12. Accordingly there was no error in the Judge proceeding on the footing that it was at all material times open to the Appellants to return in safety from the UK to Pakistan, as indeed they had undoubtedly declared an intention to do in their original applications for a family visitor visa, and their subsequent appeals to the Tribunal.
13. Even if the Appellants were to continue to refuse to leave the UK voluntarily, as Ms Cleghorn argued upon instructions that they would do, it would be open to the Respondent to remove them either to Afghanistan, or to Pakistan. It would be her election. In either event, Ms Cleghorn accepted that Mr Habib could travel with them in safety, so that there was no reason for either the Respondent or the Judge to assume in the Appellants' favour that the First Appellant would be returned to Afghanistan as a single mother of infant children, and without male protection.
14. The Appellants conceded before the Judge that they could not make out the requirements of Appendix FM to the Immigration Rules [8], and also accepted that their removal from the UK should be considered in the context of a removal to Pakistan [9]. That was the basis upon which the Judge approached the appeals, and there was in the circumstances of these appeals no arguable error of law in his doing so.
15. It follows that there was no error in the Judge's decision to dismiss the appeals under the Immigration Rules, and his decision to that effect must be confirmed.
16. Now was there any error in the Judge's approach to the Article 8 appeals. The decision to remove the Appellants would not pose an interference in the "family life" they enjoyed together, or with Mr Habib, since they would be removed together and he was free to travel with them. He could live with them full time in Pakistan, or he could revert to the pattern of visits to them that he has made historically, but either way he could do so in safety, and these removals could not be said to be disproportionate in these circumstances.
17. To the extent that it could be argued the removal decisions constituted interference in the "private lives" of the Appellants, Ms Cleghorn realistically accepted that she could find no support for the positions of the Appellants in the decision of the Supreme Court in Patel [2013] UKSC 72, or the guidance to be found in EV (Philippines) [2014] EWCA Civ 874.

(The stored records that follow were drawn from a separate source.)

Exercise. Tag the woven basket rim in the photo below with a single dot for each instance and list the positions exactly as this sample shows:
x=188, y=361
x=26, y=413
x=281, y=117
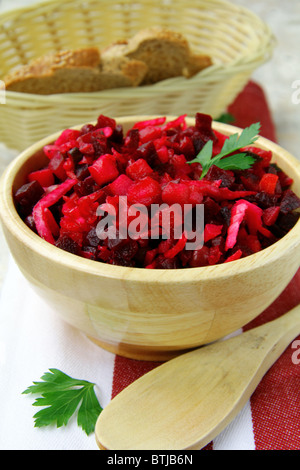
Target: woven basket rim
x=245, y=62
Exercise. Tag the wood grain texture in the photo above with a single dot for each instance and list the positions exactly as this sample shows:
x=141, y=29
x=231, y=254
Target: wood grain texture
x=149, y=314
x=186, y=402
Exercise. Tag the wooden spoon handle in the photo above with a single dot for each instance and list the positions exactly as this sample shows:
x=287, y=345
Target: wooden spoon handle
x=186, y=402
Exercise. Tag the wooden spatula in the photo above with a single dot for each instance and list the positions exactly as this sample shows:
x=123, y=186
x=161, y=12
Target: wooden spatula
x=186, y=402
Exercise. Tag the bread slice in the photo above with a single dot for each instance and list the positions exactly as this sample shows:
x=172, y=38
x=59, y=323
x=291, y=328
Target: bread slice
x=166, y=53
x=74, y=71
x=152, y=55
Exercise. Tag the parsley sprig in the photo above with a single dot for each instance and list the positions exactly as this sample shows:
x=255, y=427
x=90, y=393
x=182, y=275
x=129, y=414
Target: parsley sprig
x=61, y=396
x=238, y=161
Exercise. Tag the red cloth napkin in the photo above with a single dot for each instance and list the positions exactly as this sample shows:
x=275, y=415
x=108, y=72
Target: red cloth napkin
x=275, y=405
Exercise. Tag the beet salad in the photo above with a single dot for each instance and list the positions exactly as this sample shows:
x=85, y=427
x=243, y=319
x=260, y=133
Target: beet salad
x=94, y=173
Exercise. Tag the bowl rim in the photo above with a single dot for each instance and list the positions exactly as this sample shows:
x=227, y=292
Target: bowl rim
x=13, y=222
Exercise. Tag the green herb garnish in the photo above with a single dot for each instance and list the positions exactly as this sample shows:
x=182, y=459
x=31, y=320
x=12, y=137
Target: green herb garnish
x=238, y=161
x=61, y=396
x=226, y=118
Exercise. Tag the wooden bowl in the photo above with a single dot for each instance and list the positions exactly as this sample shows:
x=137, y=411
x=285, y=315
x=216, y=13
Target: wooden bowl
x=142, y=313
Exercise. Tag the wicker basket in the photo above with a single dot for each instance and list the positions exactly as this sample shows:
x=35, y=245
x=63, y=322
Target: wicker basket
x=236, y=39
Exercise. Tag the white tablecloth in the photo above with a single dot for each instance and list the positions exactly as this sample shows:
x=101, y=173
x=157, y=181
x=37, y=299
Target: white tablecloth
x=32, y=340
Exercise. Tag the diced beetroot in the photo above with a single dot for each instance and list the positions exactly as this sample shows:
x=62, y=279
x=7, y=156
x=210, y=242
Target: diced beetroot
x=226, y=176
x=290, y=202
x=212, y=231
x=178, y=122
x=66, y=136
x=200, y=257
x=27, y=196
x=253, y=243
x=49, y=200
x=149, y=133
x=56, y=166
x=139, y=169
x=214, y=255
x=176, y=193
x=51, y=150
x=119, y=186
x=149, y=123
x=265, y=156
x=163, y=154
x=284, y=179
x=245, y=211
x=146, y=191
x=176, y=249
x=51, y=222
x=268, y=183
x=104, y=170
x=270, y=215
x=67, y=244
x=44, y=177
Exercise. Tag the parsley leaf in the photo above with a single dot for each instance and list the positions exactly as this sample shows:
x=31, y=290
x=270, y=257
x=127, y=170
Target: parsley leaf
x=227, y=118
x=61, y=396
x=239, y=161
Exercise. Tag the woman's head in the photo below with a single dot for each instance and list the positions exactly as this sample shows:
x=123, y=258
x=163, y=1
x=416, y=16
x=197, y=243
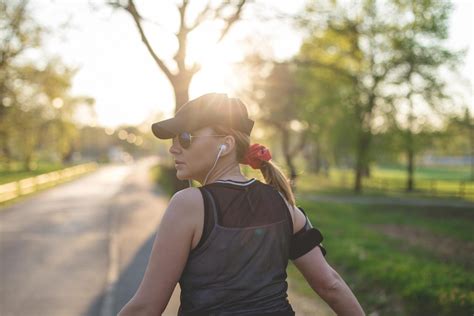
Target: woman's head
x=201, y=127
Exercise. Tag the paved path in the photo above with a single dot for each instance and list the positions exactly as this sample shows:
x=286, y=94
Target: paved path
x=82, y=248
x=53, y=247
x=381, y=200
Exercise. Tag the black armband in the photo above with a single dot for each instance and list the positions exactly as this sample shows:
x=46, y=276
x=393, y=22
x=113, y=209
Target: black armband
x=305, y=240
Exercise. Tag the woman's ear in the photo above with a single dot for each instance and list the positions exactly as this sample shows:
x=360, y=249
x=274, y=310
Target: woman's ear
x=229, y=141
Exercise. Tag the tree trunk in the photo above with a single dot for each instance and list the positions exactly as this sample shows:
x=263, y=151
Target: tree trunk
x=361, y=159
x=410, y=161
x=288, y=158
x=181, y=88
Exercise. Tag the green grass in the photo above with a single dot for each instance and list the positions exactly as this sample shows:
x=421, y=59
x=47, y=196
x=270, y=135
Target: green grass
x=384, y=182
x=160, y=176
x=428, y=173
x=392, y=275
x=17, y=172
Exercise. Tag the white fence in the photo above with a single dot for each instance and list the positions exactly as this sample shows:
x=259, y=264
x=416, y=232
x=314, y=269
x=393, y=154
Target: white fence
x=15, y=189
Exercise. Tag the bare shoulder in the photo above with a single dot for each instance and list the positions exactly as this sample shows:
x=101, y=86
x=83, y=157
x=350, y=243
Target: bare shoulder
x=188, y=205
x=297, y=216
x=187, y=196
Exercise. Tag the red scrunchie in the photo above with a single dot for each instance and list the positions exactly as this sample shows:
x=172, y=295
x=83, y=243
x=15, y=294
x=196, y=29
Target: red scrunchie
x=255, y=155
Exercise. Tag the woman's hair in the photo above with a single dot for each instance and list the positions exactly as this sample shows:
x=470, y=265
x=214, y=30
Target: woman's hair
x=271, y=172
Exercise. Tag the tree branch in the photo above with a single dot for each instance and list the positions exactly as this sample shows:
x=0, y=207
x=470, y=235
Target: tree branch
x=137, y=18
x=232, y=19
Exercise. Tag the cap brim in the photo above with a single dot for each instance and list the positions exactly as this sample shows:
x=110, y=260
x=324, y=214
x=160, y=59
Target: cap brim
x=168, y=128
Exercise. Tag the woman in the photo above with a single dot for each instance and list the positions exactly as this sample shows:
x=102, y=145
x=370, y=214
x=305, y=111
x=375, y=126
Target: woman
x=228, y=241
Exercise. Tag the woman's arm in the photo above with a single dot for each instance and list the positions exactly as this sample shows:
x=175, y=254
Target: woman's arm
x=168, y=256
x=328, y=283
x=323, y=278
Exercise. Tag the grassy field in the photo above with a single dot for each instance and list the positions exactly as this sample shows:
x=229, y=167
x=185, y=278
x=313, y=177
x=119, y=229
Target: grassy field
x=399, y=260
x=17, y=173
x=429, y=182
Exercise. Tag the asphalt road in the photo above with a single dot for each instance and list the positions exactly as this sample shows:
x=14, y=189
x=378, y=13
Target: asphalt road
x=55, y=247
x=82, y=248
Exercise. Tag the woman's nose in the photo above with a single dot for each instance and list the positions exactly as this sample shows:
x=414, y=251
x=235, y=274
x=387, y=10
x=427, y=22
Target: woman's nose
x=175, y=148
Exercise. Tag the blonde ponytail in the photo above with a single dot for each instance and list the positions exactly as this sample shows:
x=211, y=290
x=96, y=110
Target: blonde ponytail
x=270, y=171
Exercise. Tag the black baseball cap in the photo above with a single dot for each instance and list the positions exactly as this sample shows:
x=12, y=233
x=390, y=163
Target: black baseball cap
x=207, y=110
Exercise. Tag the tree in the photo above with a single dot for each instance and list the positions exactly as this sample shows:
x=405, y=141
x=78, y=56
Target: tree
x=390, y=51
x=36, y=109
x=19, y=33
x=181, y=78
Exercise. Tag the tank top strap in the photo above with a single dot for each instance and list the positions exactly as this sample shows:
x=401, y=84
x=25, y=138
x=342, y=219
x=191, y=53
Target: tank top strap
x=211, y=205
x=210, y=217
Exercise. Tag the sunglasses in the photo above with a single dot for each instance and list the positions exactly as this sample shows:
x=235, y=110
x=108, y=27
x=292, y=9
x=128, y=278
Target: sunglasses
x=185, y=138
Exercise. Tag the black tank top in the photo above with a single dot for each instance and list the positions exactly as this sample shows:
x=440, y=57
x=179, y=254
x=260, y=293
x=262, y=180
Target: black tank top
x=239, y=265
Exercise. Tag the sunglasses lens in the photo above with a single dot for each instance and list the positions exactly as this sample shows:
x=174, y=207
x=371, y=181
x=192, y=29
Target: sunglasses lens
x=184, y=139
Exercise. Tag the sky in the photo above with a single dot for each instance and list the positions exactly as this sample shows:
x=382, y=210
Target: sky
x=116, y=69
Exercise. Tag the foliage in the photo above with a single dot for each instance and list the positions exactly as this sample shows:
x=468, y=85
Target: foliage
x=37, y=110
x=396, y=275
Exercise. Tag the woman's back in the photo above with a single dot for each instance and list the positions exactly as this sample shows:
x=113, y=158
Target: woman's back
x=239, y=265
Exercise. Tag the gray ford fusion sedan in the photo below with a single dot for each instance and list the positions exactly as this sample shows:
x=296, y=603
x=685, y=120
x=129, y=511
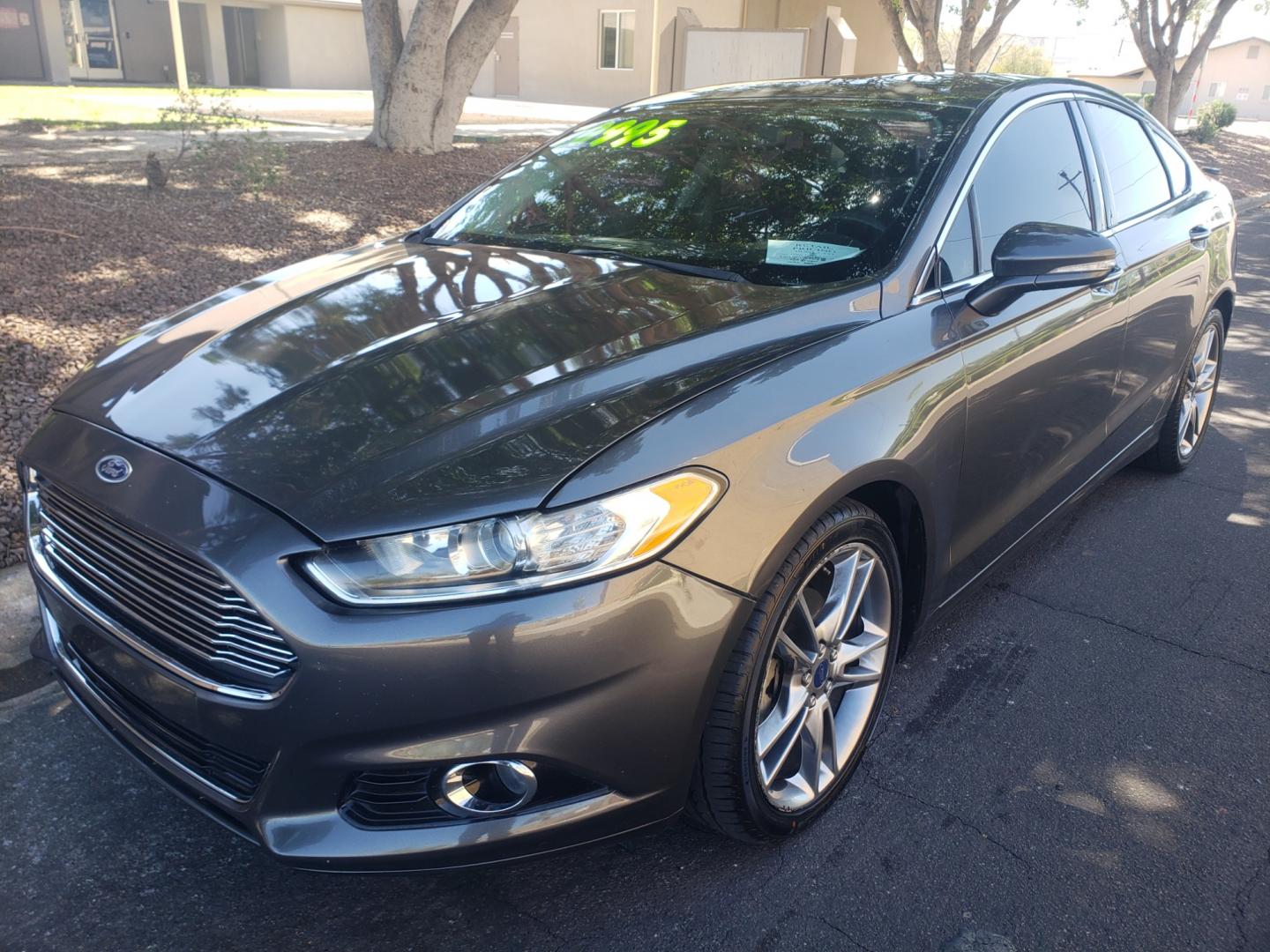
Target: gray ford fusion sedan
x=615, y=490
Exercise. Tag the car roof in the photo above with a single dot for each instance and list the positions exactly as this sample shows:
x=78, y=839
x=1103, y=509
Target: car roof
x=964, y=89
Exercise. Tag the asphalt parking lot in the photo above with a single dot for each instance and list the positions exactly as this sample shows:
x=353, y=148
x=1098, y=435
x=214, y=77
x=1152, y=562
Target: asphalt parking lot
x=1079, y=758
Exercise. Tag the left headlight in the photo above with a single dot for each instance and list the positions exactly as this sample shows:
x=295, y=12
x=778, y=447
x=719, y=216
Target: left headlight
x=517, y=553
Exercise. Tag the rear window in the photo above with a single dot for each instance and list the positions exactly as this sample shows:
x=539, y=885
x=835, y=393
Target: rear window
x=1174, y=164
x=1134, y=175
x=794, y=192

18. In short therefore this was a decision which properly took account of all the material facts, properly applied ss117A-D, and the relevant jurisprudence, and discloses no material error of law. The decision on proportionality was one that was well open to the Judge on the findings of fact he made, which were in turn made on the basis of admissions in the course of evidence. The children of this couple have no right, or legitimate expectation, to education at public expense in the UK, and their best interests are plainly served by growing up with their mother who has no right to remain in the UK. To sum up then, the appeals do not rely upon the core concepts of moral and physical integrity. In my judgement the evidence relied upon does not establish that there are any compelling compassionate circumstances that mean the decision to remove the Appellants, leads to an unjustifiably harsh outcome.
DECISION
The Determination of the First Tier Tribunal which was promulgated on 31 October 2014 did not involve the making of an error of law in the decision to dismiss the appeals and those decisions are accordingly confirmed.